Shares of VirnetX plunged as much as 59.8 percent after the decision by the U.S. Federal Circuit Court of Appeals in Washington. The company and its lawyer did not immediately respond to requests for comment.
Apple had appealed a November 2012 jury finding that it infringed VirnetX’s patents for virtual private network, or VPN, technology through the FaceTime feature on its iPhone, iPod Touch and iPad products, as well as on its Mac computers.
While agreeing that some patents were infringed, the appeals court said the verdict was tainted by incorrect jury instructions from the trial judge on how to calculate damages, and that the error was not harmless.
It also agreed with Apple that testimony from a VirnetX expert over how to determine potential royalties should have been excluded, saying it did not reflect the extent to which the patented features were a factor in product sales.

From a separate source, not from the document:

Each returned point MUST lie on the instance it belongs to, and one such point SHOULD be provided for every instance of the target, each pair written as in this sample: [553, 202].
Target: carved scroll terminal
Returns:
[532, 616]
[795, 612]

“The law requires patentees to apportion the royalty down to a reasonable estimate of the value of its claimed technology, or else establish that its patented technology drove demand for the entire product,” Chief Judge Sharon Prost wrote for a two-judge panel. A third judge resigned before the decision was issued.
The appeals court returned the case to the U.S. District Court in Tyler, Texas, for further proceedings.
VirnetX is based in Zephyr Cove, Nev. It was assigned the four patents at issue by Science Applications International in 2006, court papers show.
In May 2010, VirnetX won a $200 million settlement from Microsoft over the VPN technology.
Apple did not immediately respond to a request for comment.
In midday trading, VirnetX shares were down by almost 50 percent.
The case is Apple Inc v VirnetX Inc et al, U.S. Federal Circuit Court of Appeals, No. 2013-1489.